Throughout the Washington-Baltimore region, temperatures dipped into the upper teens to mid-20s early in the day, while wind chills sank into the teens. It was colder here than in Nuuk, Greenland, and Anchorage.
Washington’s low of 26 (measured at Reagan National Airport) was the local warm spot (four degrees above the daily record of 22 set in 1911) but still about 15 degrees colder than normal. Average lows throughout the region range from the mid-30s to low 40s at this time of year. Even in late January, Wednesday morning’s low temperatures would be several degrees colder than normal.
Last year, Washington didn’t see a temperature as low as 26 until Dec. 11.
Dulles’s low of 19 broke the previous Nov. 13 record of 21 set in 1963, while Baltimore’s low of 22 matched the record set in 1911. Weather records at Dulles date to 1963, while they go back in Baltimore (although they were obtained in downtown Baltimore before 1950 and are now observed at Baltimore-Washington International Marshall Airport) to 1872.

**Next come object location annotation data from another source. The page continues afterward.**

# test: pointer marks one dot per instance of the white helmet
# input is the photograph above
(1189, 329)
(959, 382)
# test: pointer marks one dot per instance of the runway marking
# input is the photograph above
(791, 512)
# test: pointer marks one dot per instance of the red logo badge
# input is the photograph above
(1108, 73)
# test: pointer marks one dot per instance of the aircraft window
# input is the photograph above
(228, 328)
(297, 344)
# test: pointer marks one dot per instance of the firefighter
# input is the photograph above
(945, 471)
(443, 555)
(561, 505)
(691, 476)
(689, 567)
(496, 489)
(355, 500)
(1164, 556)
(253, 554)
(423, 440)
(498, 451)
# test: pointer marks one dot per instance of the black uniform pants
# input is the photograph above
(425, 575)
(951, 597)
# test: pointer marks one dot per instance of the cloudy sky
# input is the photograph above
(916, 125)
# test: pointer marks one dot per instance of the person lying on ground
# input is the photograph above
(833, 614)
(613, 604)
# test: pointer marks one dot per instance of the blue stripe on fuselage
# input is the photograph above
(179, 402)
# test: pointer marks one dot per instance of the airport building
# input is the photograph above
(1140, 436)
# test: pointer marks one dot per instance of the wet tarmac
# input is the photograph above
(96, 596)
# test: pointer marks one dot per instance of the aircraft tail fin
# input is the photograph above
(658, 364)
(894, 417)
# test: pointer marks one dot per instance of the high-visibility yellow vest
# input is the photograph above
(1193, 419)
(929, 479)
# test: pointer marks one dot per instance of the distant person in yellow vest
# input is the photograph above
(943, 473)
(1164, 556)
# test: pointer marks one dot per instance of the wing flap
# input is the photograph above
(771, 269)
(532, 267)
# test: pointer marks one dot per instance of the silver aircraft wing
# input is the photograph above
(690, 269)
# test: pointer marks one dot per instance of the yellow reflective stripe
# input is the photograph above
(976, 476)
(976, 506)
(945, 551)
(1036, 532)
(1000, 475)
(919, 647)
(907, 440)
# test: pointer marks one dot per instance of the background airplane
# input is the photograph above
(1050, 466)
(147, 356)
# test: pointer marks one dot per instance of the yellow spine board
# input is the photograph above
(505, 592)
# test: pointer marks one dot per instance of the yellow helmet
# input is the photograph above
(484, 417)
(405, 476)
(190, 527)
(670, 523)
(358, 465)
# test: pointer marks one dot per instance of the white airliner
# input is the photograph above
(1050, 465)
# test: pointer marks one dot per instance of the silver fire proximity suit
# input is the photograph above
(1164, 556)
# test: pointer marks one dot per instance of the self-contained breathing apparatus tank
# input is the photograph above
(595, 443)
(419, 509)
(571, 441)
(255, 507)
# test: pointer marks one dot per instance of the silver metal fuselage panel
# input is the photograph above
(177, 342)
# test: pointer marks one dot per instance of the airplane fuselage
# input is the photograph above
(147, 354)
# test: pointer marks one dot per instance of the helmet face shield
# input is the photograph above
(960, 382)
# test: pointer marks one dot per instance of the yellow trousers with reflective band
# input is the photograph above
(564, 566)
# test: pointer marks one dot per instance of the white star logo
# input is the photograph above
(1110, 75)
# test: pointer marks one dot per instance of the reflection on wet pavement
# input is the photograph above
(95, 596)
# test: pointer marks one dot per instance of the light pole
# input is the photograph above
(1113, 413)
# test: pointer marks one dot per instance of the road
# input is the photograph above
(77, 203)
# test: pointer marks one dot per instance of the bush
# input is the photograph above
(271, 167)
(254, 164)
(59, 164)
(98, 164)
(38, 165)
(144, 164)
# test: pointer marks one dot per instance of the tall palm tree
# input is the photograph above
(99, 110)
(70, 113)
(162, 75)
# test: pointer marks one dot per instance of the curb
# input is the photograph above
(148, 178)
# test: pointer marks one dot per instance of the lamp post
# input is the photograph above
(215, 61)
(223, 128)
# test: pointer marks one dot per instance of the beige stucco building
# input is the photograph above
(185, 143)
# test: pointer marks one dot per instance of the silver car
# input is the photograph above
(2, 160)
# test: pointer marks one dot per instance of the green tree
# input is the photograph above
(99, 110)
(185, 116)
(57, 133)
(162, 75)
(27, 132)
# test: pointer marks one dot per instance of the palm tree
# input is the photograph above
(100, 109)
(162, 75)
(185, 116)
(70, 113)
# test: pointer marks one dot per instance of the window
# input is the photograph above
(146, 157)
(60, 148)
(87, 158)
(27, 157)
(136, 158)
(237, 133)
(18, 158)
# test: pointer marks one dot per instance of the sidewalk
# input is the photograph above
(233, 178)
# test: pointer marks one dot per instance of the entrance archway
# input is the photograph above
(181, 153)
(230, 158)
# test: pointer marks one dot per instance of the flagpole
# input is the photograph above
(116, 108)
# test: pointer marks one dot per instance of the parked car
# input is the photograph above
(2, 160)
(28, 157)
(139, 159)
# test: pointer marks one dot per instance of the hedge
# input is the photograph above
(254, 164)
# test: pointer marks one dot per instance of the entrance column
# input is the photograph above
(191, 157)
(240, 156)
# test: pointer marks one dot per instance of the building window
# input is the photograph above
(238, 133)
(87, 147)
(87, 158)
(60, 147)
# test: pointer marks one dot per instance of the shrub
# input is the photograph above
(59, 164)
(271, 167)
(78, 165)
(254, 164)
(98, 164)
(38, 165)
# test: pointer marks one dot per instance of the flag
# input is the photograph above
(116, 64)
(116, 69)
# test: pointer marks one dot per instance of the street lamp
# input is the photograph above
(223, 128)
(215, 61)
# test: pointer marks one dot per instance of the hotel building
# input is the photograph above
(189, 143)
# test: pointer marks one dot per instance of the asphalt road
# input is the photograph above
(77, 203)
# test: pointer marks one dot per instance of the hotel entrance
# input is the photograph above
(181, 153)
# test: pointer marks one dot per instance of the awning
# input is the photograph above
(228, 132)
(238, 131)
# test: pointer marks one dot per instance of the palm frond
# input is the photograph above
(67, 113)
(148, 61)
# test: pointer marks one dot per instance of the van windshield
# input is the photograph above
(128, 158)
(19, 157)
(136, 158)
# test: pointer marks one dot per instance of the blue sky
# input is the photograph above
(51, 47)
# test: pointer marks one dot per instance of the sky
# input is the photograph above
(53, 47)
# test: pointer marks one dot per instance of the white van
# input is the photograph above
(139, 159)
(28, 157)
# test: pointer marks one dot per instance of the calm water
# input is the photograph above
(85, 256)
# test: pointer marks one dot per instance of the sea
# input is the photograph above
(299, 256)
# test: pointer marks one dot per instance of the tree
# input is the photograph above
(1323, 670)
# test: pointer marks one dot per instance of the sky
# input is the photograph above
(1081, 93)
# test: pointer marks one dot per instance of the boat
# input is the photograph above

On Wednesday afternoon, temperatures only rebounded into the mid-to-upper 30s. The high of 37 at Dulles was its coldest on record for the date, a degree below the previous mark of 38 from 1996. The highs of 39 and 38 in Washington and Baltimore, while about 20 degrees below normal, were several degrees above the record coldest for the date.
The Washington and Baltimore region is witnessing these abnormally cold temperatures along with dozens of other cities in the eastern United States. The responsible front has not only unleashed historically low temperatures for this time of year but also record snowfall.
Temperatures are forecast to slowly moderate Thursday and Friday, reaching 45 and 50 for highs, before plunging again over the weekend, with highs in the upper 30s to mid-40s.
Average highs in mid-November are in the mid- to upper 50s, but this month has been anything but average, with all but three days on the cold side.